A new building block for DNA network formation by self-assembly and polymerase chain reaction

Abstract

The predictability of DNA self-assembly is exploited in many nanotechnological approaches. Inspired by naturally existing self-assembled DNA architectures, branched DNA has been developed that allows self-assembly to predesigned architectures with dimensions on the nanometer scale. DNA is an attractive material for generation of nanostructures due to a plethora of enzymes which modify DNA with high accuracy, providing a toolbox for many different manipulations to construct nanometer scaled objects. We present a straightforward synthesis of a rigid DNA branching building block successfully used for the generation of DNA networks by self-assembly and network formation by enzymatic DNA synthesis. The Y-shaped 3-armed DNA construct, bearing 3 primer strands is accepted by Taq DNA polymerase. The enzyme uses each arm as primer strand and incorporates the branched construct into large assemblies during PCR. The networks were investigated by agarose gel electrophoresis, atomic force microscopy, dynamic light scattering, and electron paramagnetic resonance spectroscopy. The findings indicate that rather rigid DNA networks were formed.

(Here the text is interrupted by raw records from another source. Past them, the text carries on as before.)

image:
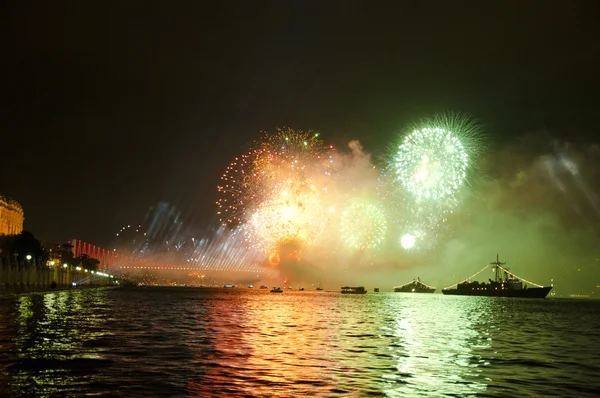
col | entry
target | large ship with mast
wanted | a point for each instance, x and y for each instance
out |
(505, 284)
(415, 286)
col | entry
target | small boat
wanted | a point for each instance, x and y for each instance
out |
(353, 290)
(505, 284)
(415, 286)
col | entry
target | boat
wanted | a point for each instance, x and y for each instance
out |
(353, 290)
(505, 284)
(415, 286)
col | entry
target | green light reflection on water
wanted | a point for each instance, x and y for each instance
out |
(436, 347)
(52, 340)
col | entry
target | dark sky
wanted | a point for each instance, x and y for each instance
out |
(110, 107)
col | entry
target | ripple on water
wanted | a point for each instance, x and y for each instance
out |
(166, 342)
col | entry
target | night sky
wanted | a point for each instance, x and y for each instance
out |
(110, 107)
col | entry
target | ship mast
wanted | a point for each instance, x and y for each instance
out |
(496, 265)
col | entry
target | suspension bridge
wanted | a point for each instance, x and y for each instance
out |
(205, 258)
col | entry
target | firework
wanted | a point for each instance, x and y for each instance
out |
(363, 225)
(421, 185)
(432, 161)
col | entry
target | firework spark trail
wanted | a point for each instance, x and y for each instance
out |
(278, 190)
(363, 225)
(425, 173)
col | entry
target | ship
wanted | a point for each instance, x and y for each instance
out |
(415, 286)
(505, 284)
(353, 290)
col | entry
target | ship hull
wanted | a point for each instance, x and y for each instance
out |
(412, 290)
(534, 292)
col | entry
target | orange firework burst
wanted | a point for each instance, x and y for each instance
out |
(278, 189)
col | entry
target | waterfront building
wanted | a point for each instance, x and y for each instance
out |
(11, 217)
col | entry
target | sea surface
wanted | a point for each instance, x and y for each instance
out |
(145, 342)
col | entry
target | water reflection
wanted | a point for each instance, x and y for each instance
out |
(54, 338)
(440, 350)
(220, 342)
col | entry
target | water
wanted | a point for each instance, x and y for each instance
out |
(241, 342)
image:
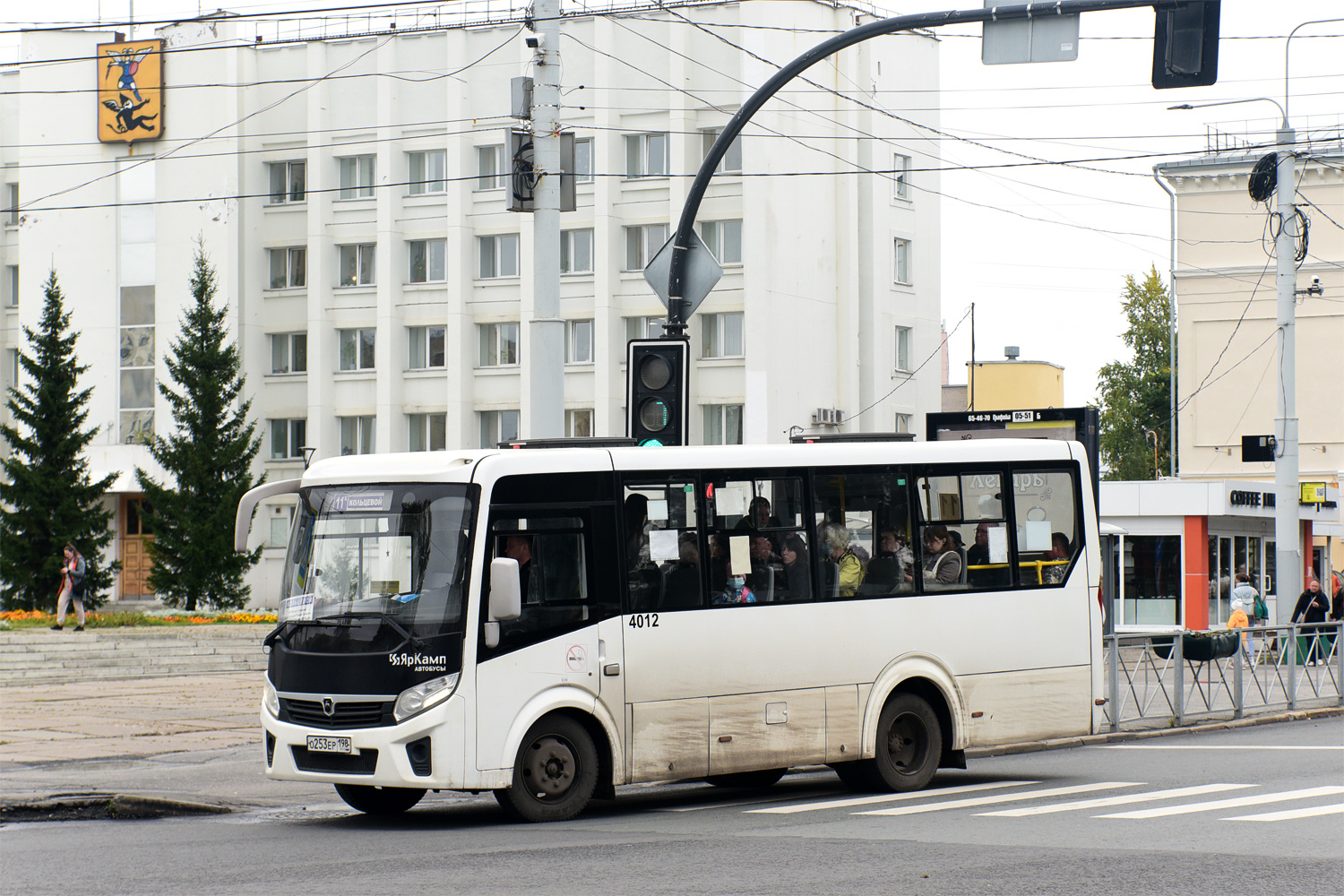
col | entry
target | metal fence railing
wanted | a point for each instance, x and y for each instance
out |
(1156, 680)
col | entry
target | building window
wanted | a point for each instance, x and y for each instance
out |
(578, 424)
(645, 156)
(137, 363)
(288, 440)
(357, 177)
(489, 167)
(725, 239)
(357, 265)
(720, 335)
(426, 260)
(642, 244)
(902, 261)
(427, 432)
(288, 182)
(357, 435)
(288, 268)
(575, 252)
(722, 424)
(426, 349)
(288, 352)
(578, 343)
(900, 174)
(427, 172)
(902, 349)
(644, 327)
(499, 255)
(357, 349)
(731, 161)
(583, 160)
(499, 344)
(497, 426)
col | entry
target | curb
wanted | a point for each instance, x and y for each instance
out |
(1120, 737)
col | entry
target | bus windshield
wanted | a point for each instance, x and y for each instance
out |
(392, 555)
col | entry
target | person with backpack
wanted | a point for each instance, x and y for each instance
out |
(72, 587)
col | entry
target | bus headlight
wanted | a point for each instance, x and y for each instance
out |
(425, 694)
(271, 699)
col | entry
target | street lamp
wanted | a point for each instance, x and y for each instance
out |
(1287, 530)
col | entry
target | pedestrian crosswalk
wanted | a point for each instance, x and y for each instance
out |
(1042, 801)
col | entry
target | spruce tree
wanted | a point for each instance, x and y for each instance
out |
(46, 495)
(1136, 395)
(209, 454)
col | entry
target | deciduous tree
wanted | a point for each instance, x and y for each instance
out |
(46, 495)
(1136, 394)
(209, 454)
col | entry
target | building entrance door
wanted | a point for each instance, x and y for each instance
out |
(134, 559)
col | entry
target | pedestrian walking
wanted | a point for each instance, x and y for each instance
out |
(1311, 611)
(73, 570)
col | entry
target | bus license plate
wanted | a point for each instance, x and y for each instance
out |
(317, 743)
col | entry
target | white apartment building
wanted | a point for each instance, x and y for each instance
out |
(349, 190)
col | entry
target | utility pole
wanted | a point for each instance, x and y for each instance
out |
(1288, 565)
(546, 330)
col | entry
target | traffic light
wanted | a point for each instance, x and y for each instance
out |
(656, 392)
(1185, 43)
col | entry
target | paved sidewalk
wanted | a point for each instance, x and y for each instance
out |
(128, 718)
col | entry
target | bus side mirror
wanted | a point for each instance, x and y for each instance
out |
(505, 598)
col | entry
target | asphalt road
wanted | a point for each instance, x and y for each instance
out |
(1003, 826)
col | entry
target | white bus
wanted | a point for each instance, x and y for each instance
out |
(547, 624)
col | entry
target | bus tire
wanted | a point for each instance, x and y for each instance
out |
(379, 801)
(749, 780)
(556, 772)
(909, 743)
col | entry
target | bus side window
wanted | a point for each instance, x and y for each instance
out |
(1047, 527)
(663, 552)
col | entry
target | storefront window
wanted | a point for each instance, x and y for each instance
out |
(1150, 591)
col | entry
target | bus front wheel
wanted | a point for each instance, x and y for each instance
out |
(379, 801)
(556, 772)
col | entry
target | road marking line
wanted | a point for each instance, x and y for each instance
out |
(1214, 747)
(1335, 809)
(738, 802)
(886, 798)
(1228, 804)
(1113, 801)
(1000, 798)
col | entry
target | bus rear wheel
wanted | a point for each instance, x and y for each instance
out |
(749, 780)
(379, 801)
(909, 750)
(556, 772)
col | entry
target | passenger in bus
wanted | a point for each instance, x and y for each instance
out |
(1059, 549)
(765, 567)
(636, 530)
(886, 571)
(849, 567)
(797, 573)
(519, 547)
(943, 562)
(758, 516)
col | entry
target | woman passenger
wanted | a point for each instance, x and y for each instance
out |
(797, 573)
(851, 568)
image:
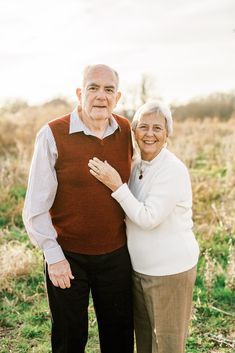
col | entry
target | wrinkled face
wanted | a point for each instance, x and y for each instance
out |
(151, 134)
(99, 94)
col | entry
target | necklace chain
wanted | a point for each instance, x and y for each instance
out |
(141, 171)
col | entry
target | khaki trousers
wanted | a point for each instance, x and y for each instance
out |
(162, 311)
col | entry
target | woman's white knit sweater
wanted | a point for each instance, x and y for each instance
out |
(158, 211)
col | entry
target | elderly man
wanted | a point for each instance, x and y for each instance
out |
(76, 222)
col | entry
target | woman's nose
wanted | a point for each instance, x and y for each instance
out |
(101, 94)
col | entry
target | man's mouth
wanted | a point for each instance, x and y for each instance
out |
(99, 106)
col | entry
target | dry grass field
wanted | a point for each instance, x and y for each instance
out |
(207, 146)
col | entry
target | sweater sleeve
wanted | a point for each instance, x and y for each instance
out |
(166, 191)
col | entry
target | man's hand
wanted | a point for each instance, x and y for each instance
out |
(105, 173)
(60, 274)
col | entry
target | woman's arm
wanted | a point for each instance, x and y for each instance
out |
(172, 186)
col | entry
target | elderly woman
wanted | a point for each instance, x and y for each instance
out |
(162, 246)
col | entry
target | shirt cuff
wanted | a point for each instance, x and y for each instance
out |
(54, 255)
(121, 193)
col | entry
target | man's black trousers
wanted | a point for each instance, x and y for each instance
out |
(108, 277)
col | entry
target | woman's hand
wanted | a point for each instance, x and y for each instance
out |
(105, 173)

This presents a new bottom-up approach for DNA material formation and might find applications like in the generation of functional hydrogels.

Keywords: AFM; DNA; DNA polymerase; PCR; branched DNA; nanotechnology; nucleic acids; self-assembly.

Scheme 1

Reagents and conditions: (a) PdCl₂(PPh₃)₂, DMF, CuI, NEt₃, 55 °C, microwave, 82%; (b) PdCl₂(PPh₃)₂, DMF, CuI, NEt₃, 80 °C, microwave, 48%; (c) CH₂Cl₂, 2-cyanoethyl-N,N-diisopropylchlorophosphoramidite, N,N-diisopropylethylamine, 0 °C, 84%.

Scheme 2

Stepwise solid-phase synthesis for branched oligonucleotides. (I): The first oligonucleotide branch is synthesized in 3'–5' direction using standard phosphoramidites. (II): Incorporation of the branching point by usage of 6. (III): Simultaneous synthesis of the two remaining oligonucleotide branches in 5'–3' direction using inverse protected phosphoramidites.

Figure 1

(A) Depiction of synthesized branched oligonucleotides; (B) Sequences of all synthesized branched oligonucleotides. Bp: branchpoint.

Figure 2

Thermal denaturating studies of self-complementary branched oligonucleotides. Different conditions are indicated in the figure. TEAA: triethylammonium acetate.

Figure 3

Generation of DNA networks with Taq DNA polymerase from 1062 nt template using primer ODN I and ODN II. Monitoring of DNA network growth influenced by varying of annealing temperature (as indicated) and increasing cycles (10, 18, 22, 28, respectively).

Figure 4

AFM analysis of DNA structures: (A) Overview-scan 10 × 10 µm showing DNA networks generated after 28 cycles with 66 °C annealing temperature (bar is 2 µm). (B, C) Zoom in picture of DNA network (all bars are 0.5 µm, respectively). (D) AFM when non-branched primers were employed (bar is 0.5 µm). (E) Software analysis of AFM measurement taking first derivative of height channel. DNA network generated after 28 cycles with 66 °C annealing temperature (bar is 0.5 µm).

Figure 5

EPR spectra with corresponding spectral simulations (red line) of (A) dT*TP, (B) PCR reaction product resulting from non-branched primers in the presence of 50% dT*TP; The simulated spectrum and the corresponding τ_C are derived from a one component fit, (C) DNA networks generated by PCR in the presence of 50% dTTP* using branched primer; the simulated spectrum and corresponding τ_C are derived from a two component fit, (D) structure of modified dT*TP employed in PCR.